If interested, email me and I'll add you to the invite list. No cost, and you do not have to be an Audi Club NA member to attend.
Chris Miller, National Director, Audi Club of North America
[email protected]


----------



## MFZERO (Mar 13, 2002)

*Re: New 2005 A6 tech session in MA (cjmiller)*

I'll attend this as it may help me out at work http://****************.com/smile/emthup.gif


----------



## Cooper (Sep 11, 2000)

*Re: New 2005 A6 tech session in MA (cjmiller)*

There's a VW/Audi Tech Center in the town I recently moved to?








E-mail is on the way.


----------



## RECTHEGR8 (May 6, 2003)

*Re: New 2005 A6 tech session in MA (Cooper)*

wow, I have been living in sudbury for 11 years and have yet to learn that there is a tech place in marlboro, next town over


----------



## Cooper (Sep 11, 2000)

*Re: New 2005 A6 tech session in MA (RECTHEGR8)*

Yeah, they probably don't want us to know it's there, as we'll be there daily asking for coil packs, window regulators, etc.


----------



## cjmiller (Jun 14, 1999)

*Re: New 2005 A6 tech session in MA (Cooper)*

True, it's not for the public; it's for training "factory trained" techs.
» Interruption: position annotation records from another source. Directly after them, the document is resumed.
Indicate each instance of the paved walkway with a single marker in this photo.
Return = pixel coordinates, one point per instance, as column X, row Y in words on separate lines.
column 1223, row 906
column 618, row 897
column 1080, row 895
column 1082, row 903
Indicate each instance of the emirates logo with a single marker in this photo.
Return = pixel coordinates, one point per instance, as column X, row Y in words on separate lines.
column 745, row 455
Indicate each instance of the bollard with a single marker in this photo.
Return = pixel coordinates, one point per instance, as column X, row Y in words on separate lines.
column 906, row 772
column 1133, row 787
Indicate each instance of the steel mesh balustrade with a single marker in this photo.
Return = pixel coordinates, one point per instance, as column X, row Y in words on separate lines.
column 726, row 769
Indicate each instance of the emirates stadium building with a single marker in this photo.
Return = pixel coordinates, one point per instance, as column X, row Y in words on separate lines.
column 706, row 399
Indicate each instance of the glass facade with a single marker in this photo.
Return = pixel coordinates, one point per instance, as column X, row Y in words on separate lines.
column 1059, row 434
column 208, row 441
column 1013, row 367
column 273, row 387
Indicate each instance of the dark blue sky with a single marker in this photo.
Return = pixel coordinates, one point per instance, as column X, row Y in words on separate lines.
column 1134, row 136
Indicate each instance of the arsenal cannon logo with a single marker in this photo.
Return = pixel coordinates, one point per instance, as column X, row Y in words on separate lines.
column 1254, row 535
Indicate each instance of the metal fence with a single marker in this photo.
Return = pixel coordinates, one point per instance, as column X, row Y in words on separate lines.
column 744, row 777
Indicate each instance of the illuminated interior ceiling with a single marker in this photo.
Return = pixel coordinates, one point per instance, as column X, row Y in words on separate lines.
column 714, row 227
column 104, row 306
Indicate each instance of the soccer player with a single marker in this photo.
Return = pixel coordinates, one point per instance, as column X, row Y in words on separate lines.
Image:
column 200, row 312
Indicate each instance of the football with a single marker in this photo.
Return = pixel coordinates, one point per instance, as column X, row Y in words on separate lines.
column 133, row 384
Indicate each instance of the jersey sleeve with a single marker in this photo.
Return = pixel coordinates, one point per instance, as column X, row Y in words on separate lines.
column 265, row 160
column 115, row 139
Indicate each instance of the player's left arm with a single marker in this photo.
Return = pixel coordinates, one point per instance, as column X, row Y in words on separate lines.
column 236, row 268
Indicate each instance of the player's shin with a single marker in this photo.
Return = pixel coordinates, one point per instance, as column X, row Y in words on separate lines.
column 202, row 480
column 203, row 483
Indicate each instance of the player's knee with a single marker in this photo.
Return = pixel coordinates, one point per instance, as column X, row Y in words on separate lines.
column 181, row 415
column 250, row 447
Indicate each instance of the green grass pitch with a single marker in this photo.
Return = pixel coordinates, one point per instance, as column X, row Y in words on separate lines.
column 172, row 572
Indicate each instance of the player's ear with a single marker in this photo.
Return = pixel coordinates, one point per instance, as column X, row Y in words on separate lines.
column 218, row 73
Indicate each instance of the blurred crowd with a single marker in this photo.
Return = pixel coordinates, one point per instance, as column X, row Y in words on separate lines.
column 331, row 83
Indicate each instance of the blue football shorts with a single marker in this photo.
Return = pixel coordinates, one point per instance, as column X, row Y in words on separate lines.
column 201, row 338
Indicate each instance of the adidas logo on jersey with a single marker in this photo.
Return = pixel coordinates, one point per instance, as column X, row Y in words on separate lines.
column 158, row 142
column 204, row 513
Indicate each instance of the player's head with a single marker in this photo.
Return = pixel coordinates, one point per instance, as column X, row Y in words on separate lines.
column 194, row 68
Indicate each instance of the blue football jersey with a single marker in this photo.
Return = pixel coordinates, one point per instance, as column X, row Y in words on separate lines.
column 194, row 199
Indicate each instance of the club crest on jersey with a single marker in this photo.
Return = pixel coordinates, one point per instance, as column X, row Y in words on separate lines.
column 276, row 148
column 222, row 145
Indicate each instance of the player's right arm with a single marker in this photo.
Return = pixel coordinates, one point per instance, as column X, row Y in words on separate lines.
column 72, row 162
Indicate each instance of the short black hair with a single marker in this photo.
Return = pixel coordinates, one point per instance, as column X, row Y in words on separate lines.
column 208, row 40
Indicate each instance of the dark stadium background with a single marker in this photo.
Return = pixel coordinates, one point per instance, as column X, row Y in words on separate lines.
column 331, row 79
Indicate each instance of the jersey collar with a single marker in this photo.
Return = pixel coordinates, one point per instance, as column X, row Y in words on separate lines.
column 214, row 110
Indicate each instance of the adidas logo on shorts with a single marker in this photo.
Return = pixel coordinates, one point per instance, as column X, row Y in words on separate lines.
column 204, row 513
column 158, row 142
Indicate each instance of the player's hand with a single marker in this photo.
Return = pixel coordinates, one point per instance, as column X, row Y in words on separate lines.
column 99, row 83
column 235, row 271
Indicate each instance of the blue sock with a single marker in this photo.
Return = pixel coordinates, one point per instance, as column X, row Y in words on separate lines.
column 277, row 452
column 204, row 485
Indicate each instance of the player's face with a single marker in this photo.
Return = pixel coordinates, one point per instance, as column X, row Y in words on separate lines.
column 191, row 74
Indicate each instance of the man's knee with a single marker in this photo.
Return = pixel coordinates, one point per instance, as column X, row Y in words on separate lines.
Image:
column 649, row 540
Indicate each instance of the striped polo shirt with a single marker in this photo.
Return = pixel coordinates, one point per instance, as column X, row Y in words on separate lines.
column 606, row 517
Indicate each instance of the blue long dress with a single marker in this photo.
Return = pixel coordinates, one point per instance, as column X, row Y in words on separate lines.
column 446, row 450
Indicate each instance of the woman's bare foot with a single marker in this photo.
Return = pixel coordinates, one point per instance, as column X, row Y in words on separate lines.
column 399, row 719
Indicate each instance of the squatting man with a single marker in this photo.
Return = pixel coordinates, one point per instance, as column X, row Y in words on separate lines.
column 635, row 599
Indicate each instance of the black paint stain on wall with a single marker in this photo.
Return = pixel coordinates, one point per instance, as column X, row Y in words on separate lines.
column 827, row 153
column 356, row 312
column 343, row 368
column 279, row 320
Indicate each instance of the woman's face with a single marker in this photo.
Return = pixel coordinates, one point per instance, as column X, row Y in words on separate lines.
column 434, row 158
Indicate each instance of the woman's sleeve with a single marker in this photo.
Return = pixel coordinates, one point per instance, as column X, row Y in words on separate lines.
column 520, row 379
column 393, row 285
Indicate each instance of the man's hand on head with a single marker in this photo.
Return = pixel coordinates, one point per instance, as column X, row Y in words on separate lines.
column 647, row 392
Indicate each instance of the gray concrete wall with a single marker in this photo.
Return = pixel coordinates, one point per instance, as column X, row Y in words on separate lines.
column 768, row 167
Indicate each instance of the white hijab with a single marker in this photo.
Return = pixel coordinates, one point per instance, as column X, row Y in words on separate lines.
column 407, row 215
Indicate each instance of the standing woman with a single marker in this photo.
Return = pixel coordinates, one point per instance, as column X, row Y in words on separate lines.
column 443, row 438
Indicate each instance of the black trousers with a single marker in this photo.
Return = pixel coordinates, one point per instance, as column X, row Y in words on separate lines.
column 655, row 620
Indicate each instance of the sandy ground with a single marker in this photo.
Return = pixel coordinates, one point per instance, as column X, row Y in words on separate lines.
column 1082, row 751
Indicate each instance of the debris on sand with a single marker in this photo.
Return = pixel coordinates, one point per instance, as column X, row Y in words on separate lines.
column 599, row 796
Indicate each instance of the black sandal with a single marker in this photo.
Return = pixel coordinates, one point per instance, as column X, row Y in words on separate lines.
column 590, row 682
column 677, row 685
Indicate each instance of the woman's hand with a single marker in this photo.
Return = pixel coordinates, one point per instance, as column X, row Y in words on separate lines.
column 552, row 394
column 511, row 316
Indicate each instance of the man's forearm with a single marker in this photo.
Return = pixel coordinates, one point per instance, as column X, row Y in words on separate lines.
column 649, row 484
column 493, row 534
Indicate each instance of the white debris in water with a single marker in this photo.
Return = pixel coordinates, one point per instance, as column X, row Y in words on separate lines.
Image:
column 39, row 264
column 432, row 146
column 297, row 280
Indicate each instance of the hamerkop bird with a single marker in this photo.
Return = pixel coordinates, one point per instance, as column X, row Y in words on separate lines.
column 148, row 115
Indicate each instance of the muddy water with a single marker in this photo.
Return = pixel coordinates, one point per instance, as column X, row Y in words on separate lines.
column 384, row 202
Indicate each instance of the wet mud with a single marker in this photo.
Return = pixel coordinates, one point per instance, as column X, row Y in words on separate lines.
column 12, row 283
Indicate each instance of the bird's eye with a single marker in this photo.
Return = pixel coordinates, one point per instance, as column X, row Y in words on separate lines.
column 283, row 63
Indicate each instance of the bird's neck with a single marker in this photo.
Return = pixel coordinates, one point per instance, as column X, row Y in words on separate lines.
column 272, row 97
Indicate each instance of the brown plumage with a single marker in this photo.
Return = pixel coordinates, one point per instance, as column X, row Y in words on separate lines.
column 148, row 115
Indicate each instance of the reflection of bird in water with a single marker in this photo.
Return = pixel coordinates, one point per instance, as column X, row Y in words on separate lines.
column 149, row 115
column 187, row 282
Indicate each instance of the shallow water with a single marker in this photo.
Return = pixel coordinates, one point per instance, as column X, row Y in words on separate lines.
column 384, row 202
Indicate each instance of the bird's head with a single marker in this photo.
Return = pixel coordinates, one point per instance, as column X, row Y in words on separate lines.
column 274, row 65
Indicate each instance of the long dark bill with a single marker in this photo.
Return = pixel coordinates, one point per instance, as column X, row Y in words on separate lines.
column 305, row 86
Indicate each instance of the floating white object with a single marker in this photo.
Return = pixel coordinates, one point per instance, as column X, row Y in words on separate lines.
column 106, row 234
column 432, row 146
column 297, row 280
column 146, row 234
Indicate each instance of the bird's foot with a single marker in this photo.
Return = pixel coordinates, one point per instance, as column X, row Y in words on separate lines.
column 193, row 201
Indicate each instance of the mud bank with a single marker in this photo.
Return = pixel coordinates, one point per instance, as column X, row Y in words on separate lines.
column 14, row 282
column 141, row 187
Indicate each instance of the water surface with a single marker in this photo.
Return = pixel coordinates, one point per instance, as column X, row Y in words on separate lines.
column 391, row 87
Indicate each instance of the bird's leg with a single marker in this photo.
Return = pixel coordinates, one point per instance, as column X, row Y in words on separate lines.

Great guys, though, and willing to put on this session for us.
The center is new; used to be in Woburn.
I'll send out details (maps, times, whatever) later this weekend.
Chris


----------



## Think (Mar 1, 2002)

yarrowsport will be thier sounds like a good experiance.
cheers,
yarrow t


----------



## cjmiller (Jun 14, 1999)

*Re: (Think)*

Great, I'll add you to the list.
If anyone else wants to go, please email me and I'll get directions to you on Sunday. We have to limit the size of the event to a reasonable number, but there is still room if you are interested...


----------



## MI_canuck (Dec 21, 1999)

*Re: New 2005 A6 tech session in MA (cjmiller)*

any ideas if something similar would be coming to MI (or other states for that matter)??


----------



## livi (Apr 27, 2001)

*Re: New 2005 A6 tech session in MA (MI_canuck)*

There is a very good chance I will go to this session. If you don't mind putting me on the list it would be appreciative.
thanks
josh


----------



## cjmiller (Jun 14, 1999)

*Re: New 2005 A6 tech session in MA (livi)*

Sure, Josh, you're on the list. Will send out details on Sunday. Still room for a couple more people.
Chris


----------